Reducing operational risk
The sandbox should also give NetOps breathing space when it comes to Day 2+ management, troubleshooting and application development. As with DevOps, once released, problems with applications and services will occur, so there needs to be a graceful way to recover. The NetOps system needs to constantly monitor when and where changes happen and monitor variations from the intents of the overlay or underlay services on each node. The key is to sort the important issues from those that are not. By instantly firing up a digital twin of the live network, the team has a safe and risk-free place to go and investigate without the potential of causing additional problems.
Once a problem has been identified, the root cause can be isolated, and fixes tested, in the digital sandbox, without the potential of isolating other customers. The system should also automate the introduction of applications and fixes to the production environment in similar ways to continuous development principles. The digital sandbox will make post-deployment validation easier, as it is a working reference of the expected network behavior. It can also be used for new innovations, for example, to instantly test a new telemetry application, enable new protocols or migrate from a current technology to a new one.

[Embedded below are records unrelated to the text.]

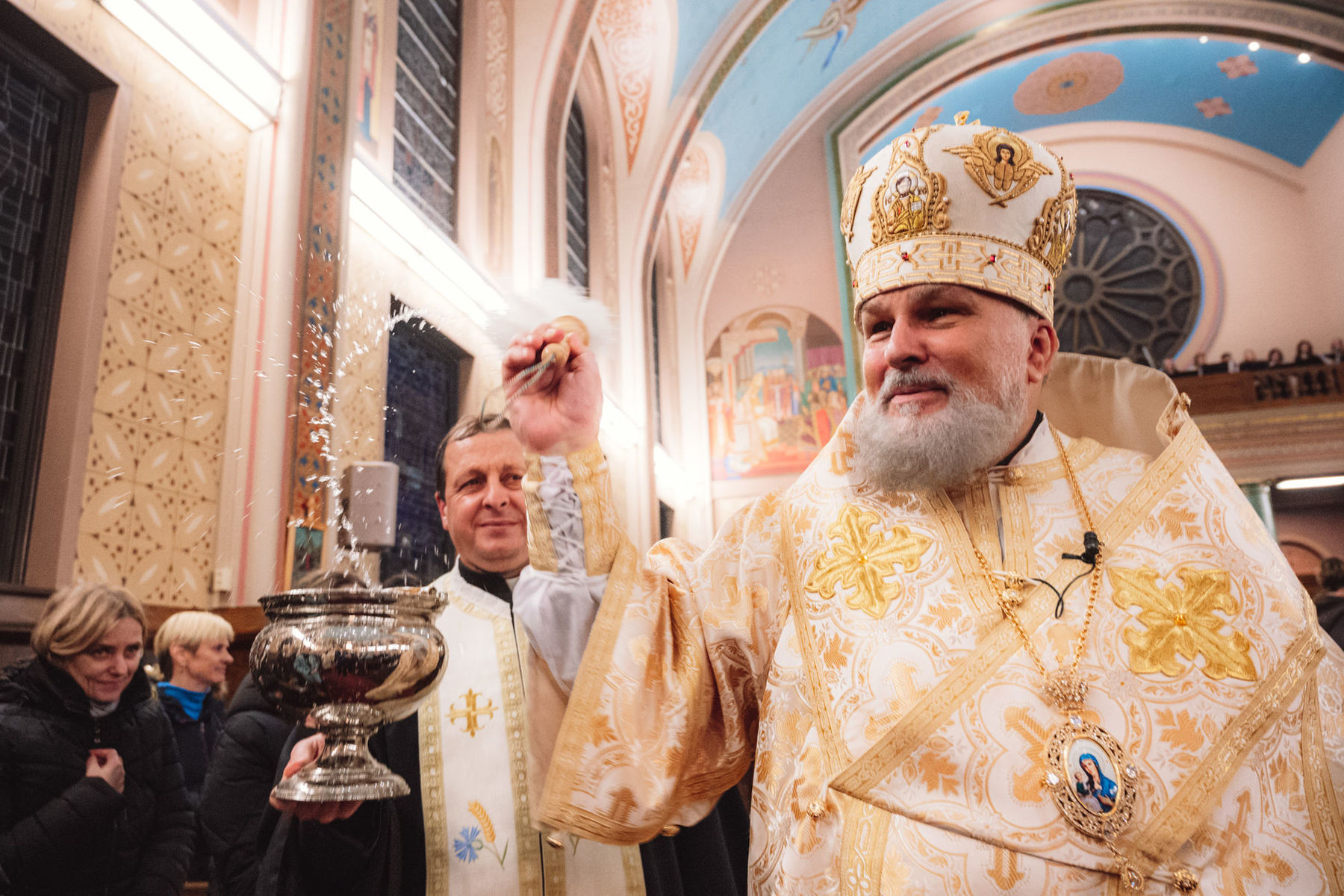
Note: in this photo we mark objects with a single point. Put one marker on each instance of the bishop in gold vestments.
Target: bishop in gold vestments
(880, 652)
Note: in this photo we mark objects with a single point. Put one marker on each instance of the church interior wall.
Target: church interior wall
(1254, 210)
(152, 472)
(154, 480)
(1323, 220)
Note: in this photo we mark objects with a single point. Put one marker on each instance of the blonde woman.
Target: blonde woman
(193, 650)
(90, 790)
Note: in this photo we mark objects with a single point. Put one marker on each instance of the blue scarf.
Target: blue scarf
(191, 702)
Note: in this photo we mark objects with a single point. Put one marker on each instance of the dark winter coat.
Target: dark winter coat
(381, 849)
(238, 783)
(63, 832)
(195, 739)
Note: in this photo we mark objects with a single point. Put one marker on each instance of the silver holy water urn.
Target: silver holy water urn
(349, 659)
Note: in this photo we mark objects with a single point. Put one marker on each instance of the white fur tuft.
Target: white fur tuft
(544, 302)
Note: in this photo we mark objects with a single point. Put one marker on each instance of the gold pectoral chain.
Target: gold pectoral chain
(1078, 741)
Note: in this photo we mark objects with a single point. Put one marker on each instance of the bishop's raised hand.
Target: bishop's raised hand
(559, 413)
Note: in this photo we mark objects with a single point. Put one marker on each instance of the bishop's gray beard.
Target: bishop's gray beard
(912, 452)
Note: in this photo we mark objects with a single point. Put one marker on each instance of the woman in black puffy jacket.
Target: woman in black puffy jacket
(92, 798)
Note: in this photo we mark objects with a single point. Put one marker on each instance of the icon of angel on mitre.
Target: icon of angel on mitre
(1001, 164)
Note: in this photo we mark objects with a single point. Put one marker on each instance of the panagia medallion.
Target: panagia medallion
(1092, 780)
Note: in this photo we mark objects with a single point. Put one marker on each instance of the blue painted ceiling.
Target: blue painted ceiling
(1284, 108)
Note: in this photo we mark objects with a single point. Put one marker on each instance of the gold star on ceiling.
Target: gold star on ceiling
(1182, 621)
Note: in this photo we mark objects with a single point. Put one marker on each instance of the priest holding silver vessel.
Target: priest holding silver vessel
(1006, 635)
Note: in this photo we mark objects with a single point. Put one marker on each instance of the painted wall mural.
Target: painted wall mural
(776, 393)
(629, 27)
(148, 519)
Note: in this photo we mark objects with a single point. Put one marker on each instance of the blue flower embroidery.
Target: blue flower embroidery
(468, 844)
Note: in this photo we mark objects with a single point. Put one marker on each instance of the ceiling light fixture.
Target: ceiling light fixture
(1310, 482)
(208, 50)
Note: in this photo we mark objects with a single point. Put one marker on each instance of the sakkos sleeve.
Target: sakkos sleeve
(663, 715)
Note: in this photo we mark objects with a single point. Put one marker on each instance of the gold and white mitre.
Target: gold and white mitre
(965, 205)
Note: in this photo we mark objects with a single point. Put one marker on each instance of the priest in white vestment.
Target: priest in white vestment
(1004, 635)
(467, 829)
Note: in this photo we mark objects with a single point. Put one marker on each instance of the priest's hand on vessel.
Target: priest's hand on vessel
(304, 753)
(559, 413)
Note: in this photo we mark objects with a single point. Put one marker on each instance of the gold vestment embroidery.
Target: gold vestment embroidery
(1182, 620)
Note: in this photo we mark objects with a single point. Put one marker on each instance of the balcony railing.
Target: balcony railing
(1268, 388)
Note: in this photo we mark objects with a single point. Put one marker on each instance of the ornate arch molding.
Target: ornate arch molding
(694, 200)
(638, 60)
(604, 149)
(914, 85)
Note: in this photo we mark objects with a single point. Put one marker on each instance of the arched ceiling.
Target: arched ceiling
(753, 69)
(1276, 100)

Scale operations to keep pace
Not having equipment in a physical lab will save money, however, the real savings are in time. By not having to set up physical hardware to test, configure and validate software, NetOps teams can reduce time to complete operational tasks from days and weeks to minutes and hours. They can also decrease risk and improve the metrics they are judged by — such as uptime, performance, mean time to repair and mean time to innocence. And they can scale operations to keep pace with business growth while meeting the increasing needs of their DevOps colleagues for speed and flexibility.
The digital sandbox will enable NetOps teams to use the time saved to do even more exhaustive testing, optimize the network for new workloads, develop network applications, and tackle new strategic challenges. But most importantly, it will allow them to work more closely and integrate with their DevOps colleagues.